Pouco fará diferença se consideramos normal ou errado uma criança ganhar um smartphone antes de aprender a falar. Precisamos aceitar que o mundo está mudando e que nós devemos mudar com ele. Nos adaptar aos novos gadgets e nos sobrepor a eles – antes que eles se sobreponham a nós. Afinal, até bem pouco tempo atrás, os passarinhos apenas nos sobrevoavam, enquanto hoje representam esses conjuntos de fibra óptica que podem se sobrepor à humanidade. É, as coisas de fato mudaram.

Não acho que seja condenável que algum jovem por aí passe muito tempo em seu celular e prefira conversar pelo WhatsApp do que pessoalmente. É um comportamento ao qual não estamos acostumados, é novo, nos impacta. Mas não é um comportamento errado, apenas diferente. Quiçá ele sirva até mesmo como prévia do futuro que está por vir. E pode ser que ele não seja tão assustador assim.

A questão é: ninguém é capaz de desacelerar essa enorme roda chamada “avanços tecnológicos”. Dado isso, de que serve criticar os jovens em vez de tentar entendê-los?

Talvez compreendamos o contato humano como preferível ao virtual, mas isso é o que pensamos hoje. E se, no futuro, anormal for conversar com alguém cara a cara? Se for esse o caso, por que somos tão rápidos em julgar esse fato como negativo? Se nós nunca tivemos um mundo como o atual, por que somos prepotentes a ponto de rotular esses novos costumes como absurdos? E se as aves, em vez de deixarem de existir, simplesmente se tornem virtuais? Seria isso tão ruim assim?
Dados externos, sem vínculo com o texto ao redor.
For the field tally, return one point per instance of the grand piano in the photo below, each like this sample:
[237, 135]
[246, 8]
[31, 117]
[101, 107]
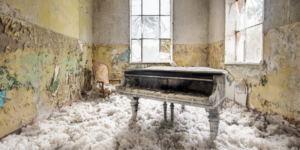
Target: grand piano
[194, 86]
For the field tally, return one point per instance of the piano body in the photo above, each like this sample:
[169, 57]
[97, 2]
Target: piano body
[193, 86]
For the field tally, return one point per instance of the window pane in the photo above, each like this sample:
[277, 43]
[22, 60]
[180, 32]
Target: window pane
[241, 16]
[136, 7]
[136, 51]
[240, 47]
[165, 51]
[254, 44]
[165, 24]
[150, 50]
[150, 27]
[254, 12]
[136, 27]
[165, 7]
[150, 7]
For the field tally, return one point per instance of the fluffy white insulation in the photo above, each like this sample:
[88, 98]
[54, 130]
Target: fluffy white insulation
[104, 124]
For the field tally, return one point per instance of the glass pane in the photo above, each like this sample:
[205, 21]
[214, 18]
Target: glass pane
[240, 47]
[165, 24]
[165, 7]
[165, 51]
[254, 12]
[136, 7]
[150, 27]
[150, 50]
[136, 51]
[136, 27]
[254, 44]
[150, 7]
[241, 16]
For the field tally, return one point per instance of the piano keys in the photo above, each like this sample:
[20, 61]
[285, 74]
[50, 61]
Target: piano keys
[194, 86]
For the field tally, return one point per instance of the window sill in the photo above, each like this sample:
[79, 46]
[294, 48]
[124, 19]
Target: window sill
[149, 63]
[241, 64]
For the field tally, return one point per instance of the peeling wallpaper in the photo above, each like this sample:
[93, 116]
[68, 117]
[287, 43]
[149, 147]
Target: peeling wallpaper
[117, 57]
[69, 17]
[39, 70]
[274, 85]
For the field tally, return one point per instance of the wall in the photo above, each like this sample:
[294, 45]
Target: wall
[272, 87]
[43, 64]
[216, 36]
[216, 21]
[190, 22]
[72, 18]
[112, 29]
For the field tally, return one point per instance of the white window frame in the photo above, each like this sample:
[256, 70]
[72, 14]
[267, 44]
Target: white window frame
[235, 62]
[171, 34]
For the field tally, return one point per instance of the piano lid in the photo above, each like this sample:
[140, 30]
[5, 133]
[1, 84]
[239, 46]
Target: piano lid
[186, 69]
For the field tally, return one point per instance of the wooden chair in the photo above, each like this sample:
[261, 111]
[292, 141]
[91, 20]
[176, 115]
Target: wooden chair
[101, 74]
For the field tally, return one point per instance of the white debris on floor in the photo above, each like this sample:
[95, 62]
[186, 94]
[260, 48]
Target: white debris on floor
[105, 124]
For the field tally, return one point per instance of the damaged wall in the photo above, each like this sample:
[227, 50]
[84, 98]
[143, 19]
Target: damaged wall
[39, 70]
[216, 35]
[72, 18]
[273, 86]
[112, 34]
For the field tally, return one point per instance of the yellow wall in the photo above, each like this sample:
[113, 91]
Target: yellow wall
[69, 17]
[117, 57]
[275, 84]
[27, 72]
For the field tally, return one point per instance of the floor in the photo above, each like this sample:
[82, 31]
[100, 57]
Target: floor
[103, 124]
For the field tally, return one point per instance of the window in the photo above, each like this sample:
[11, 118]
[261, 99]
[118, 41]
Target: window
[249, 35]
[151, 31]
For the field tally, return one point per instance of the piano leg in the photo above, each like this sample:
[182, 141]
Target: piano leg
[213, 118]
[172, 112]
[134, 107]
[165, 111]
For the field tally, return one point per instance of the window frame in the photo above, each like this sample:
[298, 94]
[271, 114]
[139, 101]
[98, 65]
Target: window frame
[235, 62]
[171, 34]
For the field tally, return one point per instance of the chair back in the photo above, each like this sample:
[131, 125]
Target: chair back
[100, 71]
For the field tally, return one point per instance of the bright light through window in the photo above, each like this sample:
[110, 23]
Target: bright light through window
[249, 31]
[151, 31]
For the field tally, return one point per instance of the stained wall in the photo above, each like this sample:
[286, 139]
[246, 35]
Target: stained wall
[112, 34]
[69, 17]
[45, 58]
[272, 87]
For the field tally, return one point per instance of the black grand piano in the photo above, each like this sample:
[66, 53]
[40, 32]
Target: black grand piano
[193, 86]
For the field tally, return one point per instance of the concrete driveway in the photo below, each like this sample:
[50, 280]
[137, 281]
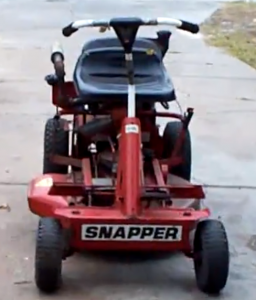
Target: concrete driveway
[223, 92]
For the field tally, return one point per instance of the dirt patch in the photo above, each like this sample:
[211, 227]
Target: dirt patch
[233, 28]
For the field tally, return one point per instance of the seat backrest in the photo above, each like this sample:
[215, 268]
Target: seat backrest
[104, 61]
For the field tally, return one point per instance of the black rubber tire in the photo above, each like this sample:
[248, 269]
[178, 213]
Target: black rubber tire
[211, 256]
[56, 141]
[170, 136]
[48, 256]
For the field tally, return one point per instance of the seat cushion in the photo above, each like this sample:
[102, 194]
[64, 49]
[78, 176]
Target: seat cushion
[100, 74]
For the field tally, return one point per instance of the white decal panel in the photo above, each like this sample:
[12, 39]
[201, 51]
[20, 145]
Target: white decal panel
[132, 128]
[146, 233]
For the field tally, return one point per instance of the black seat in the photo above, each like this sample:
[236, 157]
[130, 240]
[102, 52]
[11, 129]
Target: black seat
[100, 74]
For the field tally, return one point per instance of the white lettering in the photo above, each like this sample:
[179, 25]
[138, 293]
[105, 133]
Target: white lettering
[131, 232]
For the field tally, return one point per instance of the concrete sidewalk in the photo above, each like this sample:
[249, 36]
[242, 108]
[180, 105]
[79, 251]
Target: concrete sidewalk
[223, 92]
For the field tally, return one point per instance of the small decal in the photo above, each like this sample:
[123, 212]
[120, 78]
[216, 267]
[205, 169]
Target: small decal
[45, 182]
[150, 52]
[132, 128]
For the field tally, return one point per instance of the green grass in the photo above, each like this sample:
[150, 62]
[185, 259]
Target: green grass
[233, 28]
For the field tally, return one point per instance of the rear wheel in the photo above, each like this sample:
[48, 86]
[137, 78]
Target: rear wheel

Existem, claro, aqueles que advogam contra as redes sociais e o uso exagerado de aparelhos eletrônicos, sobretudo por causa de seus possíveis efeitos danosos na mente do usuário. Mas esse universo é demasiado novo para que o denominemos “negativo”. Agindo dessa forma, enfrentamos com um olhar desanimado uma perspectiva que ainda não conhecemos.

Temos que dar uma chance a essas tecnologias. Temos que dar uma chance a esses jovens que vivem com os rostos fixados na tela e os dedos ágeis passeando pelo teclado. Eles representam o futuro, gostemos ou não. Mais nos valerá entender e apoiá-los do que criticá-los a ponto de se tornarem, com o tempo, adultos inseguros e amargos.

Aceitemos os possíveis pássaros compostos de fios e movidos a eletricidade e formemos um coral harmonioso ao seu lado.

De volta à minha casa, coloco o meu novo animal de estimação dentro da gaiola recém-comprada e fecho a portinhola.